For whatever reason I can not make myself get this day going.

I have a few hunches at the reason(s) for possibly trying to prolong this day, or avoid it coming to be at all....

One, it is quite possibly my last day of "summer" without too many official work responsibilities...so I don't want to muddle it with things I must do...

Two, it will be a hard evening for friends I love tremendously. And to top it off, I don't really have anyway to help or make it easier. My prayer is that more hurt does not ensue after the dust settles for them tonight....

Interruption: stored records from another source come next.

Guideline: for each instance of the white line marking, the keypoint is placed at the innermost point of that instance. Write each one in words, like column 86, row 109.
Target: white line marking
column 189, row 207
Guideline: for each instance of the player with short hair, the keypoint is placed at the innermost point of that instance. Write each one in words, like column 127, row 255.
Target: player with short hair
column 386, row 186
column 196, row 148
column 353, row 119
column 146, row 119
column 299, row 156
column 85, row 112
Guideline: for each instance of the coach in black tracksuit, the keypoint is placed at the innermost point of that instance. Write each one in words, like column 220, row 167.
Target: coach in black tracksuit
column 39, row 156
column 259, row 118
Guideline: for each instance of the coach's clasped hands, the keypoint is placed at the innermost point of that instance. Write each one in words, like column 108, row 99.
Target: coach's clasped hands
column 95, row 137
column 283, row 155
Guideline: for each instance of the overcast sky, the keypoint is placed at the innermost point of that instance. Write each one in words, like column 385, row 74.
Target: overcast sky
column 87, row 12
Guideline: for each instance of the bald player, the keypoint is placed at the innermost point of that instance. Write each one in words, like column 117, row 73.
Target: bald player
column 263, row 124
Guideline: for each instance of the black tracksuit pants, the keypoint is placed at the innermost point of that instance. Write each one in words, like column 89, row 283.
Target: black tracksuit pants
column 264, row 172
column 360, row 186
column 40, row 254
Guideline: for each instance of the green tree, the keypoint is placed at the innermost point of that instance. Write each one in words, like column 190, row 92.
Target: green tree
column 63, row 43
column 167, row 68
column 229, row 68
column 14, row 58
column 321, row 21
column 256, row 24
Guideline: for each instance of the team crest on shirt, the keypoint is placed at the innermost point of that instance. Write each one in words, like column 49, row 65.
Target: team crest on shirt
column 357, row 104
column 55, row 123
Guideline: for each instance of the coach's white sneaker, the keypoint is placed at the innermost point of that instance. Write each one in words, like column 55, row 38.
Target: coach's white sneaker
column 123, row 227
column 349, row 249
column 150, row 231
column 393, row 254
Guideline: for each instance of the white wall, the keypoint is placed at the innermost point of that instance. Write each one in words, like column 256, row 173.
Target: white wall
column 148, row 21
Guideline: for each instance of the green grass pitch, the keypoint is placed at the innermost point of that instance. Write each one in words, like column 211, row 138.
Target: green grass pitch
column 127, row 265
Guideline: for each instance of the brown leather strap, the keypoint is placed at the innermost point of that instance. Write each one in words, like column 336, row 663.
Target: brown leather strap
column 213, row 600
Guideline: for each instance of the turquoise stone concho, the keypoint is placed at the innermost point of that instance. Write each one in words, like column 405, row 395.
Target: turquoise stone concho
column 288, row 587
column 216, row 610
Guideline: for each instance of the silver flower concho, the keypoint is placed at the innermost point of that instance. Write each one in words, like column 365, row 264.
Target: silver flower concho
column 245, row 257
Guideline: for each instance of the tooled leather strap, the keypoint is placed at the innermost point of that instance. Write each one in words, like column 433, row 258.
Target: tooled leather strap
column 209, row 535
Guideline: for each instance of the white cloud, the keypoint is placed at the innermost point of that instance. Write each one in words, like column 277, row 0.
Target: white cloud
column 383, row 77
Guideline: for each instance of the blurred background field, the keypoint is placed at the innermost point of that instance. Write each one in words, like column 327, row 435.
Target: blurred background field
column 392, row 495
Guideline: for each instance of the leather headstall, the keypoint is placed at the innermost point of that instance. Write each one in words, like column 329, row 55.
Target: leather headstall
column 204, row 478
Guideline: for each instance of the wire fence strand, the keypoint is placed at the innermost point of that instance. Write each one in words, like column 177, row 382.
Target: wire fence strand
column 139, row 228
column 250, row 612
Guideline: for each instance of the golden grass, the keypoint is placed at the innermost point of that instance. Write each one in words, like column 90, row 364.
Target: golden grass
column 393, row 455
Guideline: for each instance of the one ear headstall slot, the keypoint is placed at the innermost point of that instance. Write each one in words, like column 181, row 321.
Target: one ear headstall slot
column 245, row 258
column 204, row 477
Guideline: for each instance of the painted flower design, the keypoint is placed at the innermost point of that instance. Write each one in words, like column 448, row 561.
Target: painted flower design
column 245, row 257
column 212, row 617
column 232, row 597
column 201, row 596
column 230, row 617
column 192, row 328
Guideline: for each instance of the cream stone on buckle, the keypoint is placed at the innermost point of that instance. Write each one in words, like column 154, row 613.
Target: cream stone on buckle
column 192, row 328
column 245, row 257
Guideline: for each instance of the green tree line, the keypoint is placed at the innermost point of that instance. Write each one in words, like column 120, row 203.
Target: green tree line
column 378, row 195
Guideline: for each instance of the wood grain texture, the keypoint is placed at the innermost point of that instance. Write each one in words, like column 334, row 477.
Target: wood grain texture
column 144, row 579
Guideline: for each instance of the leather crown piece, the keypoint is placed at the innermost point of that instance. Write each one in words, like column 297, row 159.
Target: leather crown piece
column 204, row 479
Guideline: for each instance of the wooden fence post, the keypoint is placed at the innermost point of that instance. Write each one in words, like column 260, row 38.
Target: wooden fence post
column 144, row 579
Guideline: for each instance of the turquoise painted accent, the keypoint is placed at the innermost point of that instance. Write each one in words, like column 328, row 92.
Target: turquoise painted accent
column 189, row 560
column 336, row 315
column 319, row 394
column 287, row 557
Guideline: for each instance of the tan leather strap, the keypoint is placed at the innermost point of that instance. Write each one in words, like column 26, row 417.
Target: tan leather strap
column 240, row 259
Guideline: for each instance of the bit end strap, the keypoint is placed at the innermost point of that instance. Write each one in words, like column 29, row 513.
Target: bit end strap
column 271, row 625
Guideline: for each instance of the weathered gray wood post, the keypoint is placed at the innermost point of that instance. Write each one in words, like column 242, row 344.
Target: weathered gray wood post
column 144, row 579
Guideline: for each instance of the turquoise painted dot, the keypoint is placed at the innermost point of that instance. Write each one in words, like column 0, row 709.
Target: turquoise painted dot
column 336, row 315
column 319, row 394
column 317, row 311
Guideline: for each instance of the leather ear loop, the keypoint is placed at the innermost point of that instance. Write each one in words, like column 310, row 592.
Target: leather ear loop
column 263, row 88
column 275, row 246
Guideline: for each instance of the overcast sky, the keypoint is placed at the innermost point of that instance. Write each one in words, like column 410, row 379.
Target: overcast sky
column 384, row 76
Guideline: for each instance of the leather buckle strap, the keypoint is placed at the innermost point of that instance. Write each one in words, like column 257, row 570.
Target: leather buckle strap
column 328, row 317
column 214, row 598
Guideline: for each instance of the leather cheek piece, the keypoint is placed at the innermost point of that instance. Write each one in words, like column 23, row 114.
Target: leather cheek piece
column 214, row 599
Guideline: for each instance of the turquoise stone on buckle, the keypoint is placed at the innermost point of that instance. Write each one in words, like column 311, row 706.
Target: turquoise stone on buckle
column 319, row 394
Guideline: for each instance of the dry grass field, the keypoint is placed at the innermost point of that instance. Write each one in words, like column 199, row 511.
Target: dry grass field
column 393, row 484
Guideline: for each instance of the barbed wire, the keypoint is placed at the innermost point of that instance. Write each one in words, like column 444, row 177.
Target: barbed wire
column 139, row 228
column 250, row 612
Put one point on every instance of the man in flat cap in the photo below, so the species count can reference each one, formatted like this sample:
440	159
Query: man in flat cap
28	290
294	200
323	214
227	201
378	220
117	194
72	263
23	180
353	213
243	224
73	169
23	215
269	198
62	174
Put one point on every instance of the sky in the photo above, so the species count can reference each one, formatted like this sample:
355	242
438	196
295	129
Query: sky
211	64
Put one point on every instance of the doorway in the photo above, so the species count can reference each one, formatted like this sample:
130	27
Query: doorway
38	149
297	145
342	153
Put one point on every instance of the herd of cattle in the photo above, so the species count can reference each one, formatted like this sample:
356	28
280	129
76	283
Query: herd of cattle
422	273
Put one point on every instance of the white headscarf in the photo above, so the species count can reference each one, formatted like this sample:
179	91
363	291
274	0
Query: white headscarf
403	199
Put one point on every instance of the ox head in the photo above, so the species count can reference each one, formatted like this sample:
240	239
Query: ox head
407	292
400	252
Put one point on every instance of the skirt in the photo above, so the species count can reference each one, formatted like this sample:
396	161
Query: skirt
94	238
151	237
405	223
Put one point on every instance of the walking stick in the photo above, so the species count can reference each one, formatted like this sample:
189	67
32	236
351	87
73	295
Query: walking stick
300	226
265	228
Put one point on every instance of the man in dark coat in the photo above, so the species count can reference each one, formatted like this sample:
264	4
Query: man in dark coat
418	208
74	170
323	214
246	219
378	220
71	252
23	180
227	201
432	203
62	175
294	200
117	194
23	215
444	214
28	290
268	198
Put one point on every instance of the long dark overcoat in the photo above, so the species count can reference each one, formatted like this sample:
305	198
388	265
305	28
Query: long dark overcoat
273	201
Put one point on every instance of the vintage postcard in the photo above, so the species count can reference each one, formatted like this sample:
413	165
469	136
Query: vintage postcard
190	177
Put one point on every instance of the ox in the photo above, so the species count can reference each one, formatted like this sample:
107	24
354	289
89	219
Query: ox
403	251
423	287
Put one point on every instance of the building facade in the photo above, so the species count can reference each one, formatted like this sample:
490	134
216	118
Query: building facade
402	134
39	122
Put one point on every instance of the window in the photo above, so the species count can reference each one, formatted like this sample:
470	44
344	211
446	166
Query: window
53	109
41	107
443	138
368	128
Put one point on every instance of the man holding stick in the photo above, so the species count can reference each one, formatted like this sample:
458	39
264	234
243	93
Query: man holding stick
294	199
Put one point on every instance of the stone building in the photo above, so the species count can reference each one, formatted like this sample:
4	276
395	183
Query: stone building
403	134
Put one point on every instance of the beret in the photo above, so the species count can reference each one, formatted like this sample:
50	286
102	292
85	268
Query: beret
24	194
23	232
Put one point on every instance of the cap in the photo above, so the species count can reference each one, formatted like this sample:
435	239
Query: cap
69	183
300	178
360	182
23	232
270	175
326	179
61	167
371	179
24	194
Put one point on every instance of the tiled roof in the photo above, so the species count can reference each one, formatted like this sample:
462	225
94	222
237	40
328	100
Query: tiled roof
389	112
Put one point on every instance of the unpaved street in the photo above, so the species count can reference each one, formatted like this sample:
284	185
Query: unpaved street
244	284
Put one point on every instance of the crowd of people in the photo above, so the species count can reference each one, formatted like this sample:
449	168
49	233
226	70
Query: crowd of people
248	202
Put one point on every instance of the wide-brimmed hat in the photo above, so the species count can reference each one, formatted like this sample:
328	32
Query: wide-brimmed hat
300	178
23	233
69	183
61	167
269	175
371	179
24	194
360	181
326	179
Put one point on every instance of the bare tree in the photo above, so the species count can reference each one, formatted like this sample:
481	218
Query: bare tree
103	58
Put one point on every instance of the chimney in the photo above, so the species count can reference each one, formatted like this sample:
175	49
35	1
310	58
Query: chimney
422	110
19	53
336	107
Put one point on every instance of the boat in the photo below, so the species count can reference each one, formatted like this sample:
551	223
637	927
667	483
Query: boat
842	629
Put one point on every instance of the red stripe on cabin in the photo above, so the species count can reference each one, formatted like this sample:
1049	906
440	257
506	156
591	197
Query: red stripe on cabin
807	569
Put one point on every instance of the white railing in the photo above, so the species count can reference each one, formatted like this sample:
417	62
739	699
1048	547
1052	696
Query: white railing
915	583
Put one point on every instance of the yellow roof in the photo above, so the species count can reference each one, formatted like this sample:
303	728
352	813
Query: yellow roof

Three, I have a very important meeting with my boss from church tonight. I am unsettled about the subject matter we will be discussing, my future. The meeting is in four hours, and the thought of it brings tears to my eyes. I don't want to cry in this meeting.....I don't have answers for the questions he will ask me.

It is a Monday.....one where I wish I was not an adult.

Ugh.

3 comments:

Lisa said...

Oh yes....Mondays are not fun sometimes. When you're in the middle of something un-fun, you can say "at least it's part of the way over now," like right now-- we are halfway to Tuesday.

In fact, I say it's not 2pm on Monday, it's -8:00 on Tuesday.

Joshua said...

Yep, I understand completely...I rarely have very bad Mondays, but today has not been the best and tonight looks to be just as promising.

Now where did I put that gun....

terriH said...

don't leave me hanging, sister. how did it go? what's the status on the situation we discussed last week? let's chat again soon. love you!